Republicans also complained that the law required covering benefits that not everyone needed (single men don’t want maternity coverage), did not allow bare-bones protection only against medical catastrophes, and did not give states flexibility to use their Medicaid funds to fund innovative solutions to achieving broader insurance coverage.

If it is to be truly great, TrumpCare must avoid all or most of these pitfalls. The challenge for the new team will be to craft a deal that relaxes the age rules to make it more attractive for younger, healthier people to buy at least bare-bones insurance and gives them strong incentives to enroll without an actual mandate; allows insurance companies to make at least a modest profit by off-loading some of the costs of the very sick onto subsidized reinsurance or high risk pools; and gives people who live in sparsely populated rural areas more options at affordable cost.

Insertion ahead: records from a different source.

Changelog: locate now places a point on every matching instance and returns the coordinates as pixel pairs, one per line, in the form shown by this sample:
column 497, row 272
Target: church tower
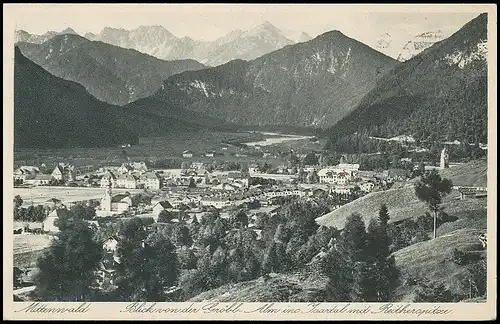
column 106, row 200
column 444, row 159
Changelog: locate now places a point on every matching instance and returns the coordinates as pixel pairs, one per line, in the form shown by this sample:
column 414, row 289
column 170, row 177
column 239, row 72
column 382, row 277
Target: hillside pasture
column 402, row 204
column 431, row 260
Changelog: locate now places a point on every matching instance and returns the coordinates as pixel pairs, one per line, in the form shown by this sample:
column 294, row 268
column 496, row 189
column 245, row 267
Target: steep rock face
column 24, row 36
column 404, row 48
column 315, row 83
column 238, row 44
column 50, row 112
column 441, row 92
column 110, row 73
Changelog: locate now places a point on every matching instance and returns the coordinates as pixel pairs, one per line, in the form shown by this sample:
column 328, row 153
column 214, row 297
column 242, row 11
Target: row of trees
column 360, row 266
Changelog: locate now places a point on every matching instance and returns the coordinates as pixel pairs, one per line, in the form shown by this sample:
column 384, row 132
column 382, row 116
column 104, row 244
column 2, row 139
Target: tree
column 83, row 212
column 352, row 242
column 383, row 215
column 381, row 273
column 149, row 264
column 239, row 219
column 182, row 236
column 67, row 270
column 18, row 202
column 165, row 216
column 431, row 189
column 433, row 292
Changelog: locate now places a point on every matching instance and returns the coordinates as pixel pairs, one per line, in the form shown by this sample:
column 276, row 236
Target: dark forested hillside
column 110, row 73
column 311, row 84
column 52, row 112
column 440, row 94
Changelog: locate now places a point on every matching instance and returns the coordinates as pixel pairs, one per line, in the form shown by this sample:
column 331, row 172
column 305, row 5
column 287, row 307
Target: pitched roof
column 164, row 204
column 129, row 177
column 119, row 197
column 43, row 177
column 59, row 212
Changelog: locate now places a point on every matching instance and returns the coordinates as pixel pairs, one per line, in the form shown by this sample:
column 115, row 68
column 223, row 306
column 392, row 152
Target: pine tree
column 383, row 215
column 431, row 189
column 67, row 270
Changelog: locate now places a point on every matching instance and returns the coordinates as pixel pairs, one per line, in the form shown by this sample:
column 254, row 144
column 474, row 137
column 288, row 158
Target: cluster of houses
column 31, row 175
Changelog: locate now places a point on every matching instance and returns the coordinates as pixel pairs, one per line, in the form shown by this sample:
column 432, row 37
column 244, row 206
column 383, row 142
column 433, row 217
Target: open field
column 27, row 249
column 27, row 243
column 276, row 288
column 171, row 147
column 402, row 203
column 430, row 260
column 39, row 195
column 150, row 147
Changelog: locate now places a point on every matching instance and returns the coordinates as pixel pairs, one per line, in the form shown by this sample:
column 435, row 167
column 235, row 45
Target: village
column 185, row 195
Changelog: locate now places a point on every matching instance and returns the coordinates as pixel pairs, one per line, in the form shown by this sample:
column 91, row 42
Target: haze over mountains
column 112, row 74
column 53, row 112
column 331, row 80
column 238, row 44
column 441, row 92
column 311, row 84
column 248, row 44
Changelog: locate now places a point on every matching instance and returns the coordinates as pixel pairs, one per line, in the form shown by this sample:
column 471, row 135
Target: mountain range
column 53, row 112
column 112, row 74
column 160, row 43
column 440, row 93
column 310, row 84
column 238, row 44
column 332, row 82
column 24, row 36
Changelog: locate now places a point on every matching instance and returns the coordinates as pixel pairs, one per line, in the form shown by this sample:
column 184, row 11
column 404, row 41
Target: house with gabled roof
column 108, row 177
column 151, row 180
column 126, row 181
column 161, row 206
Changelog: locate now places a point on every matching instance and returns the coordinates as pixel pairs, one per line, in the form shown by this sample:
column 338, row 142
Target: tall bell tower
column 106, row 200
column 444, row 159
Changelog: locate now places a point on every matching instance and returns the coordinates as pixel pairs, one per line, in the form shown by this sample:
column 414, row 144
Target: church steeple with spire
column 444, row 163
column 106, row 200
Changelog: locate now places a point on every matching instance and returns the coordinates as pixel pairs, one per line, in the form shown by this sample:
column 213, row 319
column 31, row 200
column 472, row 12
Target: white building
column 25, row 172
column 108, row 177
column 126, row 181
column 159, row 207
column 151, row 180
column 49, row 224
column 367, row 186
column 116, row 203
column 444, row 163
column 110, row 245
column 40, row 180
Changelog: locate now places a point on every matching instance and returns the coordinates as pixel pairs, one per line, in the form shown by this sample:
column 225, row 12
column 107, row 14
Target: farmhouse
column 64, row 172
column 116, row 203
column 108, row 177
column 161, row 206
column 24, row 173
column 49, row 222
column 110, row 245
column 151, row 180
column 126, row 181
column 125, row 168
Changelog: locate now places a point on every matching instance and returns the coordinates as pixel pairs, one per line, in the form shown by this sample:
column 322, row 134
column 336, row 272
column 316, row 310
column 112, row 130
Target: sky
column 208, row 22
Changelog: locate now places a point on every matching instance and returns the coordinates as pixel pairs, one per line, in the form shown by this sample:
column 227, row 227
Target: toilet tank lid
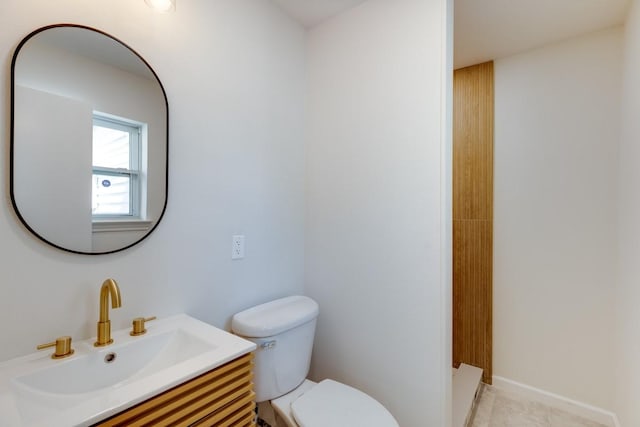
column 274, row 317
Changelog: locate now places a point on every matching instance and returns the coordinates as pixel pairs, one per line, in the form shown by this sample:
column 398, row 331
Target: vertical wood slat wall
column 473, row 94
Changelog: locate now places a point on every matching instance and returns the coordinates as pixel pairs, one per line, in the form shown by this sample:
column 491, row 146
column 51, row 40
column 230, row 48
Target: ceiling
column 491, row 29
column 311, row 12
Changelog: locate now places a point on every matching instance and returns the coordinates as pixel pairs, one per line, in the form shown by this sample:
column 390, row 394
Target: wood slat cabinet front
column 221, row 397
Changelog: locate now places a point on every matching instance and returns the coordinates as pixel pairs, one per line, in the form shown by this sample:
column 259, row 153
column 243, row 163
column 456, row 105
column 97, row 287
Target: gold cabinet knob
column 138, row 325
column 62, row 345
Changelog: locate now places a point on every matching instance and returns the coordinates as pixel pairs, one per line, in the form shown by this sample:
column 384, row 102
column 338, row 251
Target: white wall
column 374, row 210
column 234, row 72
column 628, row 297
column 556, row 137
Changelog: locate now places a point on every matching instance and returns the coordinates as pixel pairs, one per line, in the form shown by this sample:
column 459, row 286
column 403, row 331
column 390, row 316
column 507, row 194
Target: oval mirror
column 89, row 140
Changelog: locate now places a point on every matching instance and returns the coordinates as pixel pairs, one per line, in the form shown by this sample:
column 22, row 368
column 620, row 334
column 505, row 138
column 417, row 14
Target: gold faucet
column 109, row 286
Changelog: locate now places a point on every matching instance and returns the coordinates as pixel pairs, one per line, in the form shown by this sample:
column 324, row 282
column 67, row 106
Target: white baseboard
column 580, row 409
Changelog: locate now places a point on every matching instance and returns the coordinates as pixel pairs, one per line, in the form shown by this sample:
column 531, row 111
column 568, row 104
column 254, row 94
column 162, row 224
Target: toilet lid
column 337, row 405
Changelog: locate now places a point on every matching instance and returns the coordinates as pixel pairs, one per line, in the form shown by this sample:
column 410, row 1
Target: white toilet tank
column 283, row 331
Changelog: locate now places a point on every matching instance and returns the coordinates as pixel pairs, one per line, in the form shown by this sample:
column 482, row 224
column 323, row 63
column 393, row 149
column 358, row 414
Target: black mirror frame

Interstate compacts to broaden insurance pools across state lines might play a role in cracking the perennial problem of covering rural areas, and other Republican favorites, such as health savings accounts and medical malpractice reform, should also be part of the package. Giving states more flexibility in using Medicaid should be high priority, either by expanding the waiver process in existing law or by carefully crafting block grants with per capita caps and realistic growth rates.

Republicans want to repeal the taxes associated with ObamaCare, but a good Republican idea could be invoked to replace the lost revenue, namely capping the exclusion of employer-paid health insurance benefits from taxable income—a proposal made by Senator McCain in his presidential bid. This tax change would discourage extremely generous “Cadillac” health insurance plans (which encourage unnecessary health spending) and would fit with reform of the individual income tax to lower marginal tax rates.

The President-elect needs to act quickly to persuade Congress to replace ObamaCare at the same time it enacts repeal. If he allows immediate repeal accompanied with a vague promise of replacement later, he will have an unnecessary calamity on his hands. Not only will about 20 million people lose their current health insurance coverage, but the market for individual insurance is likely to implode, causing hardship to everybody who buys their own insurance, including those buying outside the ObamaCare marketplaces.

There is a deal to be had here, which could build on the structure and experience of the existing law and provide a smooth transition to a new TrumpCare that is far more successful and sustainable than its predecessor. This is a true win-win situation if statesmanship can dominate party pride and the Great Deal Maker can pull it off.